Now, imagine using the same technique to repair a hole in the heart — something that previously could only be done through open-heart surgery.

On Jan. 10, cardiologist Dr. Christopher Leach was the first to perform this procedure in Gainesville, inside one of the cardiac catheterization labs at Northeast Georgia Medical Center.

He corrected a condition known as atrial septal defect, using the catheter to insert a mesh plug over the hole in a patient’s heart.

"The device is made of a nickel-titanium alloy that retains its shape, and the lining of the heart actually grows over the mesh," said Leach.

Patients recover from the procedure very quickly, he said.

"We just use light sedation, and you’re up and walking around by evening," he said. "With surgery, you’d be doing it with a thoracotomy (cutting open the chest) and with general anesthesia. Most people have to stay in the hospital for several days."

Leach, who came to Gainesville in August, learned the technique while he was serving his residency and fellowship at Washington University in St. Louis. He said he has performed the procedure about 60 times.

"Theoretically, there are potential complications that would result in having an open procedure (requiring transfer to an operating room)," he said. "But we reviewed 400 cases and never found an instance when that happened."

He said catheter-based techniques will never replace open-heart surgery for complex problems such as multiple coronary blockages.

"But interventional cardiology is just now getting into structural problems within the heart, rather than inside the vessels," he said.

Atrial septal defect was an ideal candidate for this type of procedure.
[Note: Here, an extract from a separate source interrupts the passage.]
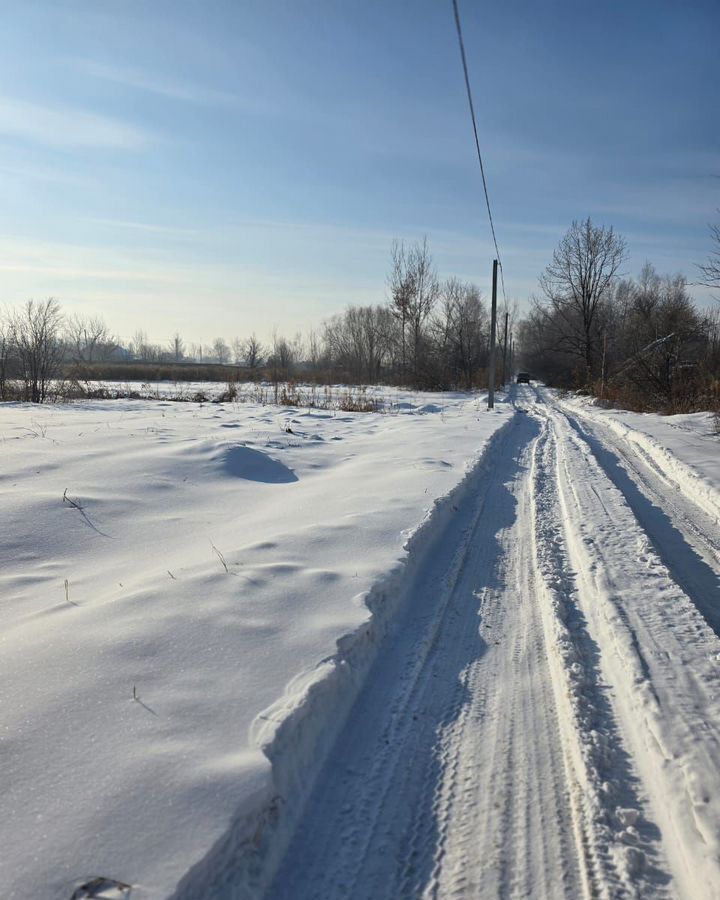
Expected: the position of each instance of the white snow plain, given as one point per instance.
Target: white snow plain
(169, 571)
(436, 652)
It’s an abnormal opening between the two upper chambers of the heart, causing fresh blood to flow from the left side of the heart back into the right side.

"The right side is not designed to handle that much volume," Leach said. "(This) is a defect that’s there from birth, and it can be benign if the hole is very small. Symptoms often don’t present until the patient is in their 30s or 40s. But it can (ultimately) result in heart failure."
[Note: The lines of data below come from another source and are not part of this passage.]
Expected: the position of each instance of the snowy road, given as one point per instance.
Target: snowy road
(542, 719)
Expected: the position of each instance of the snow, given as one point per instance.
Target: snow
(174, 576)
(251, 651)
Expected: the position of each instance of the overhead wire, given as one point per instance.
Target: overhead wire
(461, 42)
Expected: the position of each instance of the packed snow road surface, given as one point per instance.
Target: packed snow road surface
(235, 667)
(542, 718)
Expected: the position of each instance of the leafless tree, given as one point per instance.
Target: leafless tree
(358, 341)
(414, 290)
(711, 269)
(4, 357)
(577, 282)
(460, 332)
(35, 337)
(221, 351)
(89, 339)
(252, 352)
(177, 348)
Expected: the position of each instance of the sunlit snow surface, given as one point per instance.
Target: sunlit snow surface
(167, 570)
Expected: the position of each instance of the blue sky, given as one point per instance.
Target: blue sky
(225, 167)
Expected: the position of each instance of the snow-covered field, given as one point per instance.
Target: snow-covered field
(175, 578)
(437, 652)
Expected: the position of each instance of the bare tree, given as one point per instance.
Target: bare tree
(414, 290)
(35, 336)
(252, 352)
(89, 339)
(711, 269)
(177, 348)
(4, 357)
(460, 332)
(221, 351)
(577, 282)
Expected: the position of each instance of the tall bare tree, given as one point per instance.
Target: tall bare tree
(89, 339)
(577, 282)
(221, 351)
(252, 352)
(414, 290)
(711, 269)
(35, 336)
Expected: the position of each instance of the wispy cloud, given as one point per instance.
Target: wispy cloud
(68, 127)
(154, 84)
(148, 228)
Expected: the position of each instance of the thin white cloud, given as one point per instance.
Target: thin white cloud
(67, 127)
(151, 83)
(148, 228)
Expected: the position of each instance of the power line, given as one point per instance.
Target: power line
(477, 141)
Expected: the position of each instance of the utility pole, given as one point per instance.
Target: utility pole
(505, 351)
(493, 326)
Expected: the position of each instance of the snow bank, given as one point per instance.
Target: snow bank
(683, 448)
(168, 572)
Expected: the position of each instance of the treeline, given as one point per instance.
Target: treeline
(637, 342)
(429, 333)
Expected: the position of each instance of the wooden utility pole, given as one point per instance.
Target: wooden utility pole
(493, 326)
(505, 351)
Atrial septal defect can also cause atrial fibrillation, an irregular heart rhythm. And it can put the patient at risk for a stroke.

There are different types of atrial septal defect, and not every patient is a candidate for the new procedure. But Leach said about 70 percent of cases can be treated with the catheter technique.
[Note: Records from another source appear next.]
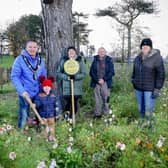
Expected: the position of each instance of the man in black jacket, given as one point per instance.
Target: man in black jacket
(101, 73)
(147, 78)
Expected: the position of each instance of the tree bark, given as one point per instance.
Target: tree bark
(129, 43)
(57, 20)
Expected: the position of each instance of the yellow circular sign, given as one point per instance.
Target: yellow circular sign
(71, 67)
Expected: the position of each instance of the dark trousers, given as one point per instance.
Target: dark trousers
(68, 104)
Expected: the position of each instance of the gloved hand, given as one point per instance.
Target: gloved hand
(155, 93)
(72, 77)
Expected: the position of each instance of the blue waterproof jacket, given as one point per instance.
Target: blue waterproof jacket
(22, 76)
(109, 71)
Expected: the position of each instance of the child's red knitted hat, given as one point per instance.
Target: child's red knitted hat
(47, 82)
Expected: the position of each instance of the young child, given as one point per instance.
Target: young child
(49, 106)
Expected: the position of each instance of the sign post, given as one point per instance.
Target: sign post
(71, 67)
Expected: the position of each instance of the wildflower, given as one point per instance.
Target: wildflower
(158, 160)
(51, 138)
(9, 127)
(71, 139)
(29, 138)
(160, 141)
(164, 105)
(30, 120)
(151, 153)
(69, 149)
(55, 146)
(1, 130)
(110, 111)
(91, 125)
(70, 120)
(53, 164)
(12, 155)
(121, 146)
(70, 129)
(137, 141)
(41, 165)
(25, 132)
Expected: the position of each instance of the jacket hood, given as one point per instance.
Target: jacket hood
(78, 58)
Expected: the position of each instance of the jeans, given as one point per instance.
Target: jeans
(101, 94)
(145, 102)
(24, 111)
Daniel Tarte, cath lab manager at Northeast Georgia Medical Center, believes this procedure will one day become the preferred method of treatment for Atrial septal defect and similar defects.

"It’s much less invasive (than surgery) and easier on the patient," he said.

Tarte said the procedure takes 90 minutes to two hours, compared to three or four hours for open-heart surgery. When atrial septal defect patients are told there is a nonsurgical option, he said, most are eager to try it.

"These patients tend to be younger than the patients with coronary artery disease. They’re usually in their 20s, 30s or 40s," Tarte said. "Most of them prefer not to have their chests cracked for this."

Leach said in the past, Georgia patients who needed the procedure were usually sent to Emory University’s hospital in Atlanta.

"Our patients here have been very excited about being able to do it here in Gainesville," he said.